A query that took 10ms now takes 10 seconds after the table grew from 10K to 10M rows.

Step 1: Get the execution plan.

EXPLAIN (ANALYZE, BUFFERS) <your slow query>;

Step 2: Identify the bottleneck node. Look for the operation with the highest actual time. Is it a Seq Scan on a large table? A nested loop with high loops? A hash join with disk spill (Batches: N where N > 1)?

Step 3: Check planner estimates vs actuals. If rows=100 (estimate) but rows=1000000 (actual), statistics are stale. Run ANALYZE table_name.

Step 4: Check indexes. Is an index missing? Does the query filter on an unindexed column? Is the selectivity low enough that the planner prefers a seq scan?

Step 5: Check for implicit type mismatches. A parameter of type text on an integer column forces a full scan.

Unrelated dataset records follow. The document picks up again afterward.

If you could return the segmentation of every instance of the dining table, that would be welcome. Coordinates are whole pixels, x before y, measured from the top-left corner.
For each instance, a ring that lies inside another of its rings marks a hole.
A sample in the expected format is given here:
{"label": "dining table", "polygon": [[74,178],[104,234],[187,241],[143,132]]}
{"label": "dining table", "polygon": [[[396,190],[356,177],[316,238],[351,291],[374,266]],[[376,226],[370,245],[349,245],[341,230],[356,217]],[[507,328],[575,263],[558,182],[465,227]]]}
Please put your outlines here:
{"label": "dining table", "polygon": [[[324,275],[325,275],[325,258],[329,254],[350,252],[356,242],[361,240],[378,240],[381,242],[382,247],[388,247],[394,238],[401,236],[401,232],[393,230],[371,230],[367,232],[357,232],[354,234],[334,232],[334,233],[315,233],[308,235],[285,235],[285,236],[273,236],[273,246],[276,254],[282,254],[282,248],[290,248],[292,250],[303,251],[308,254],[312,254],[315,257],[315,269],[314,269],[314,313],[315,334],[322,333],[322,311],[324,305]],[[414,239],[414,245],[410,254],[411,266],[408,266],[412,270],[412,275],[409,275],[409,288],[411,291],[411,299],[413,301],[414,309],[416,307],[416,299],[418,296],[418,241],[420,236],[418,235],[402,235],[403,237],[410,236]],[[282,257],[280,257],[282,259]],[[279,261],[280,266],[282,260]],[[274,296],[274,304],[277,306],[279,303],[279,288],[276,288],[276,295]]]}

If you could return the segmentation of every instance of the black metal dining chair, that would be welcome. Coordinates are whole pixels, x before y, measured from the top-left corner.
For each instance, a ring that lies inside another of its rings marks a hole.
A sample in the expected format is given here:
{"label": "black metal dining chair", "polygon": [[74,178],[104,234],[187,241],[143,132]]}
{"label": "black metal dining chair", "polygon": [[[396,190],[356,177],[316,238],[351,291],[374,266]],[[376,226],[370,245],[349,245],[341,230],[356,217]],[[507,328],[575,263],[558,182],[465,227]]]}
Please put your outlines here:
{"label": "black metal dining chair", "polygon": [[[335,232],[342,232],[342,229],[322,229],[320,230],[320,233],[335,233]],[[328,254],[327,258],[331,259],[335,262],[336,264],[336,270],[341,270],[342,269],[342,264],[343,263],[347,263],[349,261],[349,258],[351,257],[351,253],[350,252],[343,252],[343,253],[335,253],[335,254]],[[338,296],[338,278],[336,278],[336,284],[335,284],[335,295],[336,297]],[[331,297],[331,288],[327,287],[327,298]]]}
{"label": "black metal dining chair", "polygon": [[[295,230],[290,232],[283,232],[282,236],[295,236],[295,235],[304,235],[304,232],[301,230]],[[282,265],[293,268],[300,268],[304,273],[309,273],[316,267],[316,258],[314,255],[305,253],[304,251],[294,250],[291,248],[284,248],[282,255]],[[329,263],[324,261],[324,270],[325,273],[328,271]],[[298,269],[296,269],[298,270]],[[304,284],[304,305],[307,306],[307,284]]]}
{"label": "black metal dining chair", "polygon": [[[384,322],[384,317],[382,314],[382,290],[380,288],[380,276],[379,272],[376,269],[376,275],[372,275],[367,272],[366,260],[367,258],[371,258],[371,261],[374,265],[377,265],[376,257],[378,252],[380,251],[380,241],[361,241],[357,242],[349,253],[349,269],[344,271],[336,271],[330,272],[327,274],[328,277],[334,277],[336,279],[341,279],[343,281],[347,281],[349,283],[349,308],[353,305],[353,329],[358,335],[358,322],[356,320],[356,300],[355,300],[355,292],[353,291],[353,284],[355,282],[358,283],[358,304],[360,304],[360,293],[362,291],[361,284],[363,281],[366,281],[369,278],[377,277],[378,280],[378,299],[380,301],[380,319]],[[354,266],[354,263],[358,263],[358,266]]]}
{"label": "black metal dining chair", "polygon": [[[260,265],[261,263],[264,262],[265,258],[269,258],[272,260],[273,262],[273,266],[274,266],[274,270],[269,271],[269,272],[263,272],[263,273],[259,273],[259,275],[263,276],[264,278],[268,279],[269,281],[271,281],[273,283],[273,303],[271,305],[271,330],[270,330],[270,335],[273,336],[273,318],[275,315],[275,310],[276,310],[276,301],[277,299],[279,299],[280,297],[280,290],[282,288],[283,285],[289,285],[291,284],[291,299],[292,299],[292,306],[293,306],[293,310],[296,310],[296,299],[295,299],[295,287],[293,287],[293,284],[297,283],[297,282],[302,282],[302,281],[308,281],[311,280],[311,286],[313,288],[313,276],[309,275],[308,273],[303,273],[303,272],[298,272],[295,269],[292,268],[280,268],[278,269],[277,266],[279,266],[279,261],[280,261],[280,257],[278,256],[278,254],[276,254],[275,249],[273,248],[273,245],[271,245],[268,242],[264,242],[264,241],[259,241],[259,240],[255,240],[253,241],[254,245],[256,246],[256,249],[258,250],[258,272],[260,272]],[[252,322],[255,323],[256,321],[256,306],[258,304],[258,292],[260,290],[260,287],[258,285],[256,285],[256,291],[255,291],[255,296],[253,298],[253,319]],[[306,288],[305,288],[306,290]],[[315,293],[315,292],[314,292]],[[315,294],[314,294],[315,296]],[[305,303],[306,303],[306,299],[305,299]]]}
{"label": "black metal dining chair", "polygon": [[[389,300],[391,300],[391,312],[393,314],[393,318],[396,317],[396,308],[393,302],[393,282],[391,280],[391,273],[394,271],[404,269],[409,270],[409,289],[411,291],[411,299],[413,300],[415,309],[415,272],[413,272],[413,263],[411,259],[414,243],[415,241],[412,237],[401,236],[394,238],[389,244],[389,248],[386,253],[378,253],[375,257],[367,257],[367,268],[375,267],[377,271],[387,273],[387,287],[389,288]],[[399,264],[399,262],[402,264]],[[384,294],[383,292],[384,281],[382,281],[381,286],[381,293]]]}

Step 6: Check BUFFERS. High shared read (disk fetches) relative to shared hit (buffer pool hits) means the working set no longer fits in shared_buffers. Consider increasing it or adding more RAM.

Step 7: Examine index bloat. If the table has seen heavy delete/update activity, indexes may be bloated. REINDEX CONCURRENTLY.

Step 8: Consider schema changes. Covering index? Partial index? Partitioning if the table is time-series? Denormalization if the join is always the same?

The answer that impresses interviewers: start with EXPLAIN ANALYZE, identify the actual cost node, check statistics, then consider structural changes — in that order.